In February or March 1549 Pedro Negro and his band of Spanish soldiers joined John Luttrell at Broughty Castle near Dundee. In July Luttrell complained that the Spanish soldiers had not yet received pay or clothing. A note made in January 1550 records that a soldier called Hans de Froement borrowed £6 from a Juan de Cosio to give to Pedro Negro. He hoped that Luttrell would ensure Juan de Cosio was repaid. Broughty surrendered and Luttrell was captured by the English soon after, on 12 February 1550.

==Pedro and the taking of Captain Julian==
Captain Julián Romero was stationed at Cheswick in Northumberland in May 1549 and "Pero Negro" was close by at Kyloe and Fenwick near Lindisfarne. A chronicle of the reign of Mary, Queen of Scots mentions the defeat and capture of Spanish soldiers led by "Julius Romanus", Julián Romero, near Coldingham in the spring of 1549.

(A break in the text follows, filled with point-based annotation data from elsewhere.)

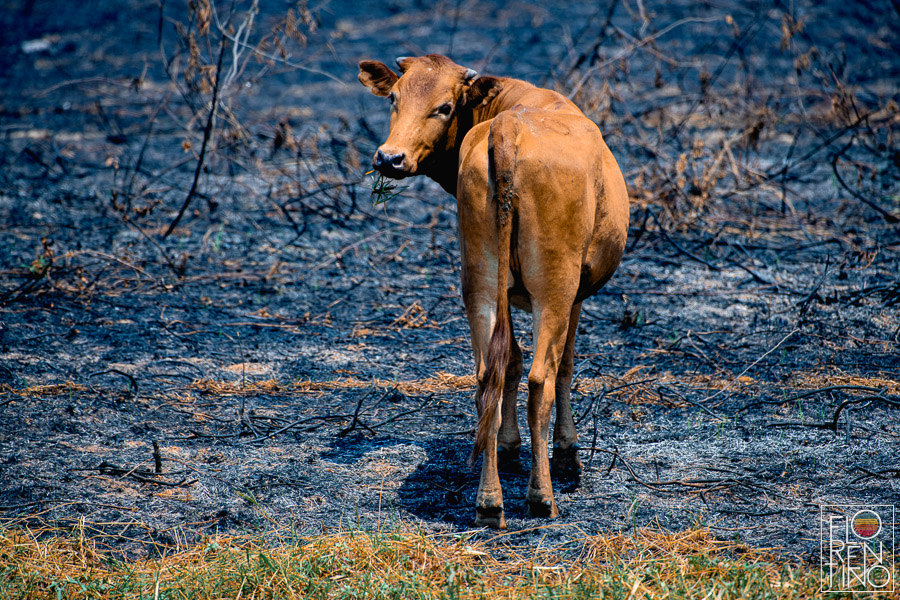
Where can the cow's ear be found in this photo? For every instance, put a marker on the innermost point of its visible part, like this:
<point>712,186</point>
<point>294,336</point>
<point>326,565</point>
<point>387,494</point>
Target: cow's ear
<point>377,77</point>
<point>481,91</point>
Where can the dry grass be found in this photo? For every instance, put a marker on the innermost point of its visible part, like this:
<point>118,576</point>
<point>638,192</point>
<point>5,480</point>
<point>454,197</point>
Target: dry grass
<point>401,563</point>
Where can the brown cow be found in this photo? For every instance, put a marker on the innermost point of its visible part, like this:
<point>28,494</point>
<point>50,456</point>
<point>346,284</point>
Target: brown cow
<point>543,217</point>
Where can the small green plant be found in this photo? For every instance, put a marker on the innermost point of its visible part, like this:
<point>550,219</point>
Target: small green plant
<point>383,189</point>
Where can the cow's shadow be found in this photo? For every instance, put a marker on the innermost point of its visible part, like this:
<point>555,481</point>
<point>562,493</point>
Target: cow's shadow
<point>442,488</point>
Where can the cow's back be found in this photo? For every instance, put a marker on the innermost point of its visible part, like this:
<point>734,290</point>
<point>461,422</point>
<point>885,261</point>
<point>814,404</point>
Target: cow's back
<point>570,198</point>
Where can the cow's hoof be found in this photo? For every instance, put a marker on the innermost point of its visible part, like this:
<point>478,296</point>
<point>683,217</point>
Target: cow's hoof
<point>490,516</point>
<point>541,508</point>
<point>509,460</point>
<point>565,464</point>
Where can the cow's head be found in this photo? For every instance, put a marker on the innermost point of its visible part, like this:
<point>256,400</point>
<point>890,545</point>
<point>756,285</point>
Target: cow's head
<point>430,100</point>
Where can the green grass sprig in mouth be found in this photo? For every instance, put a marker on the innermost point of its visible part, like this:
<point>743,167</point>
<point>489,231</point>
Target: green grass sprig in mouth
<point>383,189</point>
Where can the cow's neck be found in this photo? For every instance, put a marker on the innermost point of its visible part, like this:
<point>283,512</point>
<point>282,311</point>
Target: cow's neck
<point>444,167</point>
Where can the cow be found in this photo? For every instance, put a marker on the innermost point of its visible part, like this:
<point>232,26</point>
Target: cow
<point>542,215</point>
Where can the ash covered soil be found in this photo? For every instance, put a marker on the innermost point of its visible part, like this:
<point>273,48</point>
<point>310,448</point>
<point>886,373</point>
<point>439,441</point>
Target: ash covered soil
<point>293,354</point>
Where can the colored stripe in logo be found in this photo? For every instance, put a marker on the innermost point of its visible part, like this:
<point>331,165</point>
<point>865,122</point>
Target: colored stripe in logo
<point>866,524</point>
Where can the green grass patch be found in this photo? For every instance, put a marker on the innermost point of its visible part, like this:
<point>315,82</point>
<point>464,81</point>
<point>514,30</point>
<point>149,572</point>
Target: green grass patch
<point>401,564</point>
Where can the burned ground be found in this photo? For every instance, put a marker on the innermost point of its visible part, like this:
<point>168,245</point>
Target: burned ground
<point>292,354</point>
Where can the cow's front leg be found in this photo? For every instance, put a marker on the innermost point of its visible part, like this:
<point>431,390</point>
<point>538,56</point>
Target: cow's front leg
<point>565,463</point>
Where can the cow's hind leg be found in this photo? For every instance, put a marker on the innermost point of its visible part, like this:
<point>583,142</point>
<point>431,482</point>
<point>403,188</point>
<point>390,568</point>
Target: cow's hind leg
<point>509,442</point>
<point>551,324</point>
<point>480,310</point>
<point>566,464</point>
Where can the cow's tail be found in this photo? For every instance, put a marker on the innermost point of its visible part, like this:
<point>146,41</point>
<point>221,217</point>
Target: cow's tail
<point>502,165</point>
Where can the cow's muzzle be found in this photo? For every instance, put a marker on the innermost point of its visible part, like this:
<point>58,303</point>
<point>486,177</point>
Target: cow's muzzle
<point>392,164</point>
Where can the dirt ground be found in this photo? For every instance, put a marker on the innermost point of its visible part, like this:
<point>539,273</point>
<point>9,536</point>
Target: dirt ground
<point>294,355</point>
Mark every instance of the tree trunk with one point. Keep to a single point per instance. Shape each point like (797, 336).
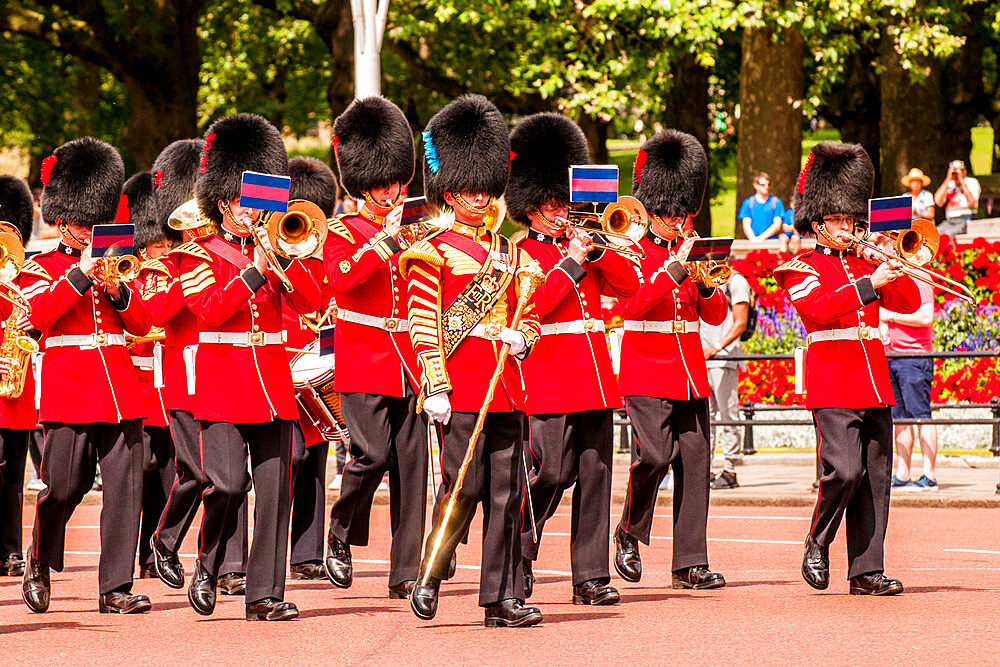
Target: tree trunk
(596, 131)
(854, 107)
(770, 123)
(686, 109)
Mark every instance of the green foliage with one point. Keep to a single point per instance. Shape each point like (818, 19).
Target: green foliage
(257, 60)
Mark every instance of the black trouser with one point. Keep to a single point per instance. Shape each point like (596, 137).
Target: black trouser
(158, 477)
(494, 478)
(13, 457)
(386, 435)
(183, 499)
(573, 449)
(69, 460)
(225, 449)
(308, 498)
(671, 432)
(855, 449)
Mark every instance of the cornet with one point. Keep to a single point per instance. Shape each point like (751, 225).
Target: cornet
(612, 226)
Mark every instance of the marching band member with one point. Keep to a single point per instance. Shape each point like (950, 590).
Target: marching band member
(312, 181)
(244, 401)
(18, 415)
(377, 372)
(175, 172)
(570, 414)
(461, 298)
(663, 376)
(83, 319)
(150, 243)
(837, 295)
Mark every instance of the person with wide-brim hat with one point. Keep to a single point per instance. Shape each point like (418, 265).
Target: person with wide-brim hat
(923, 201)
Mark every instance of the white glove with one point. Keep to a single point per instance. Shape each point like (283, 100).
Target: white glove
(518, 343)
(438, 407)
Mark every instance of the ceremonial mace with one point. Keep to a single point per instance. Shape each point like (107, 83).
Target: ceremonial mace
(528, 279)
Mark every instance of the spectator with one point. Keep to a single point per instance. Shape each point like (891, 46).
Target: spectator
(790, 239)
(959, 194)
(911, 385)
(761, 212)
(719, 342)
(923, 201)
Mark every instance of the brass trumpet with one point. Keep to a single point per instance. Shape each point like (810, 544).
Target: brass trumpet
(708, 273)
(915, 247)
(298, 233)
(612, 225)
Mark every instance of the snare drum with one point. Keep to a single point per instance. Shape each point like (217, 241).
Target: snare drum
(312, 376)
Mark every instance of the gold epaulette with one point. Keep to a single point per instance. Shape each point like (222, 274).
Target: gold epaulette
(338, 227)
(33, 268)
(421, 250)
(156, 266)
(797, 266)
(193, 249)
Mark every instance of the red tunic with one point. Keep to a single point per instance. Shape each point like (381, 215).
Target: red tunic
(152, 277)
(167, 310)
(241, 384)
(833, 291)
(438, 270)
(666, 365)
(572, 293)
(362, 270)
(82, 385)
(20, 412)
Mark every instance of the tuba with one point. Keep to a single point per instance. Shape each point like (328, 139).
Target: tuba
(17, 347)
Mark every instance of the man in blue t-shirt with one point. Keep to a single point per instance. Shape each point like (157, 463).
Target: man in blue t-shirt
(761, 213)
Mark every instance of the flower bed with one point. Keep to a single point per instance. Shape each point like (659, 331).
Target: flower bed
(958, 326)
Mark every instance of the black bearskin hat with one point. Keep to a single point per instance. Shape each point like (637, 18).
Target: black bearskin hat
(175, 171)
(83, 183)
(466, 149)
(670, 174)
(544, 146)
(237, 143)
(313, 181)
(16, 205)
(140, 189)
(373, 144)
(837, 179)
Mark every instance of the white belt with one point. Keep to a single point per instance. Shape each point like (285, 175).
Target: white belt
(384, 323)
(145, 363)
(85, 341)
(662, 326)
(850, 333)
(577, 326)
(242, 338)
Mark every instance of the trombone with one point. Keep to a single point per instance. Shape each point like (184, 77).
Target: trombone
(612, 226)
(298, 233)
(915, 247)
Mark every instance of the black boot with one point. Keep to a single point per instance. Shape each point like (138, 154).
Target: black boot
(698, 577)
(875, 583)
(201, 592)
(168, 567)
(816, 565)
(271, 609)
(627, 561)
(35, 587)
(511, 613)
(339, 569)
(423, 598)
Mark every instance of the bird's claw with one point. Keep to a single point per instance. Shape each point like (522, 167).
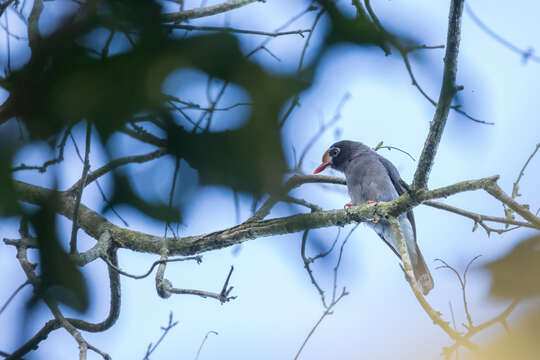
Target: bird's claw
(373, 203)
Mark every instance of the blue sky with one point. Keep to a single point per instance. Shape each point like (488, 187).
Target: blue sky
(277, 305)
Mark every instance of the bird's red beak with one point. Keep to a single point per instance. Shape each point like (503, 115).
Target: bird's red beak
(326, 162)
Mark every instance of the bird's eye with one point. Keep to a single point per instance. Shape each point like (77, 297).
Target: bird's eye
(333, 152)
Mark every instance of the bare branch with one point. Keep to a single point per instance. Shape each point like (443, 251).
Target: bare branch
(381, 146)
(525, 54)
(296, 98)
(198, 259)
(13, 295)
(46, 164)
(463, 285)
(233, 30)
(78, 195)
(479, 218)
(165, 330)
(94, 224)
(404, 53)
(196, 13)
(448, 90)
(117, 163)
(203, 342)
(222, 296)
(515, 188)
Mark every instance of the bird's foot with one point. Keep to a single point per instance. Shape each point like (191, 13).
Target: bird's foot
(373, 203)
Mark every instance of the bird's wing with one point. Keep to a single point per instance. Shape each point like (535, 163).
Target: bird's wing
(399, 185)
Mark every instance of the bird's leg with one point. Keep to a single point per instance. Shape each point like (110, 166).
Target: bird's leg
(373, 203)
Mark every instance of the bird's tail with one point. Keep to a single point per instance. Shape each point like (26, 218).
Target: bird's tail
(421, 273)
(420, 269)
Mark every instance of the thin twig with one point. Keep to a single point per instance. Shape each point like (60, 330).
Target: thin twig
(479, 218)
(463, 284)
(197, 258)
(96, 174)
(78, 195)
(233, 30)
(196, 13)
(203, 342)
(46, 164)
(404, 53)
(296, 98)
(448, 90)
(150, 349)
(515, 188)
(525, 54)
(381, 146)
(13, 295)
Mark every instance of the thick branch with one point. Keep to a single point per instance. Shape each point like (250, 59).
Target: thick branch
(448, 90)
(94, 224)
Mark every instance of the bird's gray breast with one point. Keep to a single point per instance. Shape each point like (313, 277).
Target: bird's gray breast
(368, 180)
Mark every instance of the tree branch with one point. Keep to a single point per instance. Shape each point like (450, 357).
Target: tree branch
(448, 90)
(205, 11)
(94, 224)
(117, 163)
(233, 30)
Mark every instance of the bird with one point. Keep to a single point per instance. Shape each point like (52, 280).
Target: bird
(371, 178)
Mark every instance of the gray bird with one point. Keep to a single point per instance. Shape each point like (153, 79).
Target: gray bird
(372, 178)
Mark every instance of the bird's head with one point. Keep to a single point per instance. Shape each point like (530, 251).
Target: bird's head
(338, 155)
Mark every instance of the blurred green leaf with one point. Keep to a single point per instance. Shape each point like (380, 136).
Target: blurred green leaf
(517, 274)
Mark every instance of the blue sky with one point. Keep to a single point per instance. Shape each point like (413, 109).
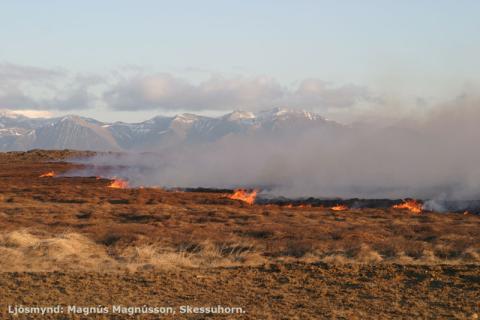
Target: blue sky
(397, 50)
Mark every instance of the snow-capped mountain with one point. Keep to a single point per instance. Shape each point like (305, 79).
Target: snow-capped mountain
(19, 132)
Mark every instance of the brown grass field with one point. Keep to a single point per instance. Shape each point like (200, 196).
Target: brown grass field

In September 1549 Pedro was blamed for the capture by the Scots of Captain Julián Romero by other Spanish soldiers and Captain Gamboa. The controversy was mentioned by the courtier Richard Scudamore. A feud amongst the Spanish soldiers led to Gamboa's murder in London.

===Lady Home and the Moor===
Marion Haliburton, Lady Home returned to Hume Castle after it was recaptured from the English. She wrote in favour of the Spanish cavalrymen (who owed money to her villagers) to Mary of Guise in March 1549, that they behaved "like noble men, and also the Mour, he is as sharp a man as rides, beseeching your grace to be a good princess unto him". The "Mour" or "Moor" seems to have been an African officer amongst the Spanish cavalry.

==London==
Pedro Negro died in London from the "sweating sickness" on 14 July 1551. In his will, he names his friend Captain Christopher Diaz his sole executor; he leaves his entire property to his (unnamed) son when he comes of age, apart from a bequest to a putative daughter in Italy: "And yf by fortune that a daughter that I have in Ittaly to be approved to be my daughter then I will she have Fiftie ducats".

His surname "Negro" has been interpreted to mean he was of African descent. It has also been suggested that he belonged to a family called "Negro" from Genoa, many of whom settled in Spain and Portugal.